Josh Shardlow Team : Web Production Tags : Web Development Clients Search Featured

The (ir)relevance of your homepage

Josh Shardlow Team : Web Production Tags : Web Development Clients Search Featured

Many clients come to us labouring over what content should be on their homepage. ‘What we do’, ‘Our Team’ and ‘Quick Links’ are the usual suspects. The homepage is usually one of the most hotly contested pieces of site real estate and therefore an area of considerable UX and Design focus.

We understand it’s important and we like spending time with our clients to help them discover who’s using their homepage and what they’re trying to do on it. Despite all this, the homepage is probably not as important as many clients would like to believe.

Google is actually your homepage

It can come as a rude surprise for some clients to learn that most users aren’t actually typing in www.yourdomain.com.au as a starting point to their journey through their site. While every site is different, the likely truth is that in many instances www.google.com is more likely to be the starting point (homepage) for users entering your site.

A large percentage of traffic comes from people searching for a particular product, topic or service contained within your site. They find your site through search results and may not have heard of you until they view search results related to content buried deep within your site – not your homepage.

Not everyone is coming in the front door

Apart from search, there’s also many other ways users may find their way into your site. Social posts, shared eDM’s, traffic from blog posts, links from other sites. The amount of potential entry points is endless and ever changing. You can and should be keeping track of where and how your traffic comes to you through google analytics.

Looking for some proof or to see if this applies to your site? If you’ve got long term analytics on your site you might like to check the trends over an extended period of time yourself. Has the percentage of homepage visits as a percentage of overall visits decreased over time? Has the time users spend on your homepage decreased? Perhaps most importantly, where is the majority of your site traffic? The answer to this last question may not be as straight forward as it looks. You probably believe that the majority of your site traffic is found on your homepage but this may not actually be the case.

The 'Long Tail'

The Long tail theory can be simply explained through a site such as Amazon who may heavily promote the latest Beyoncé or Taylor Swift CD while at the same time selling a much larger aggregate amount of less popular CD’s.

The same pattern can also often be seen in terms of page visits to a particular website.
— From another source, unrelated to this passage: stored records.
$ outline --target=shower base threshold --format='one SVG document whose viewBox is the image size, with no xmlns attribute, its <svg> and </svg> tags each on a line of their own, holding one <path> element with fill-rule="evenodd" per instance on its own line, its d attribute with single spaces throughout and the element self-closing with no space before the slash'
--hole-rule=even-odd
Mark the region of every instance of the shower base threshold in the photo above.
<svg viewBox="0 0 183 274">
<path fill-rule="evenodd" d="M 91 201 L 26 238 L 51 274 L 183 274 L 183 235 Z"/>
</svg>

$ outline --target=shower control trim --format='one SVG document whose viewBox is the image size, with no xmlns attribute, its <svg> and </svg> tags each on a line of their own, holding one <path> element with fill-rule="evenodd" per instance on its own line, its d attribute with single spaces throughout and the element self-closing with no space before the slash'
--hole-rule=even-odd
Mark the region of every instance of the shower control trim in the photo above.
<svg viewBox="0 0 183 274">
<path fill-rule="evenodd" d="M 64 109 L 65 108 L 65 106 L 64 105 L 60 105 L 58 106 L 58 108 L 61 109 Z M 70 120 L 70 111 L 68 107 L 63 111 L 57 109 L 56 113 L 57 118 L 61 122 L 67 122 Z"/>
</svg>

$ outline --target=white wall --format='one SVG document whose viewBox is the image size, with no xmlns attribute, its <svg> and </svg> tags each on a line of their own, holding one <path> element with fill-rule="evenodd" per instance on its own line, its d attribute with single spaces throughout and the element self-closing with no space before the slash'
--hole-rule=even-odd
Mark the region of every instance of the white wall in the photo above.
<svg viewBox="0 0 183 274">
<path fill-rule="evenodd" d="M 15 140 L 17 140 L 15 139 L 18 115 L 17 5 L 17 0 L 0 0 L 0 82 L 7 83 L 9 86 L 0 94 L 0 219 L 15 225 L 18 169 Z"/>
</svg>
While page views of the homepage may still outnumber any other single less popular page, when you combine the views of the less popular pages it’s likely that the visits to the rest of the site will make up a considerable amount (maybe the majority) of your site activity.

It’s an interesting thought and when combined with trends around search, begs the question - why spend such a large percentage of resources/time on homepage design when the majority of user may visit it only as an afterthought?